Guten Morgen,
ich finde, bei aller Euphorie, dass man das Fahren und Sammeln alter Modelle nicht über Gebühr hochjubeln sollte - schon gar nicht im direkten Vergleich mit aktuellen Produktlinien.
Auch das Fahren mit alten (von historischen Raritäten reden wir zunächst mal gar nicht) Modellen kann sehr teuer sein. Wenn ich mir die aktuellen Entwicklungen des Börsenmarktes so ansehe, dann muss man inzwischen schon recht betucht sein, will man anständig altes Märklin-Material sammeln. Und ich rede da mitnichten von ebay und Co., sondern von ganz normalen Modellbahnbörsen.
Mich persönlich interessiert das alte Material erst ab den 60er abwärts. Die 70er+ sind mir persönlich schon zu modern. Wenn ich mir aber die Preise für gut erhaltene Modelle mit einer guten OVP (und im Idealfall noch der Anleitung) ansehe, dann kann ich das Argument "alt ist billiger als digital" nicht verstehen. Freilich gibt es auch günstige Modelle, aber die gibt es doch heute auch noch. Aber gut, man fängt halt erst einmal klein an und arbeitet sich stetig nach oben. Und was ist da oben? Man schaue sich bitte mal die echten Marktpreise (nicht die mit dem Kumpel beim letztenStatmmtisch!) für die netten 3026 (BR 01), 3027 (BR 44) etc. an. Von der F-Serie mag ich da noch nicht einmal träumen, angesichts der verlangten Preise (und dann wären da auch noch die HR, SK, TT und TP..., aber lassen wir das)... Auch gut erhaltene Waggons sind nicht selten mindestens genauso teuer, wie Wagen aus der aktuellen Produktlinie.
Und dann weiter, was ja auch schon teilweise angesprochen wurde. Nicht jede alte Lok läuft automatisch wie am ersten Tag. Oftmals sind aufwändige Investitionen nötig, will man das Schmuckstück wieder fahrfertig machen. Will man es dann noch original haben, wird es noch mal teurer. Wer von den eingefleischten Sammlern will denn widersprechen, wenn ich nur mal die exorbitanten Preise eines originalen und funktionierenden Walzenumschalters ins Spiel bringe?

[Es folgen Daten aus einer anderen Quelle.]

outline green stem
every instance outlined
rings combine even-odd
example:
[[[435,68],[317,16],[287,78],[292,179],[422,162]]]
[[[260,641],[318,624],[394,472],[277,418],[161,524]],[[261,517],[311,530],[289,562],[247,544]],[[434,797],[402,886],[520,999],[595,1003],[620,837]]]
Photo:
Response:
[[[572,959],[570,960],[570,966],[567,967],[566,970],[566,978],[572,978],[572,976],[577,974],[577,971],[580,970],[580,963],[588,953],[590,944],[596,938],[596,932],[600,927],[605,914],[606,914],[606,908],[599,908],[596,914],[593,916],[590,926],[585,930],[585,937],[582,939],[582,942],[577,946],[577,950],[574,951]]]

Was will ich also sagen: Alles hat seine Berechtigung. Und mit Sicherheit auch die analoge Technik bzw. das grundsätzliche Beschäftigen mit altem/historischem Material. Ein direkter Vergleich mit der Gegenwart ist aber schwierig. Auch heute kann ich noch gut und günstig Modellbahn betreiben, wenn ich mich an die Regeln halte. Regeln, die man aber sicherlich erst lernen muss, weil man es "früher" eben anders gemacht hat. Und auch das war bzw. ist schon immer ein Thema, gerade auch hier im Forum.
Beispiel: Wer heute noch vorbestellt, zahlt teures Lehrgeld. Wer auch mal ein bis zwei Jahre wartet, zahlt (sicherlich modellabhängig) deutlichst weniger. Wer ohne Ausnahme zum "Händler ums Eck" geht, zahlt unter Umständen drauf. Das Internet bietet heute eine Vielzahl von Möglichkeiten, wie ich auch digital günstig modellbahnerisch tätig sein kann. Um jetzt nicht falsch verstanden zu werden: Ich bin ein großer Fan und Verfechter des Einzelhandels. Doch wenn es um bares Geld geht (und wir reden hier ja nicht von marginalen Unterschieden im Cent-Bereich, sondern von richtig viel Kohle), dann muss ich mich halt nach Alternativen umsehen, auch wenn es mir für den kämpfenden Händler sehr leid tut. Diese Alternativen bietet das Internet.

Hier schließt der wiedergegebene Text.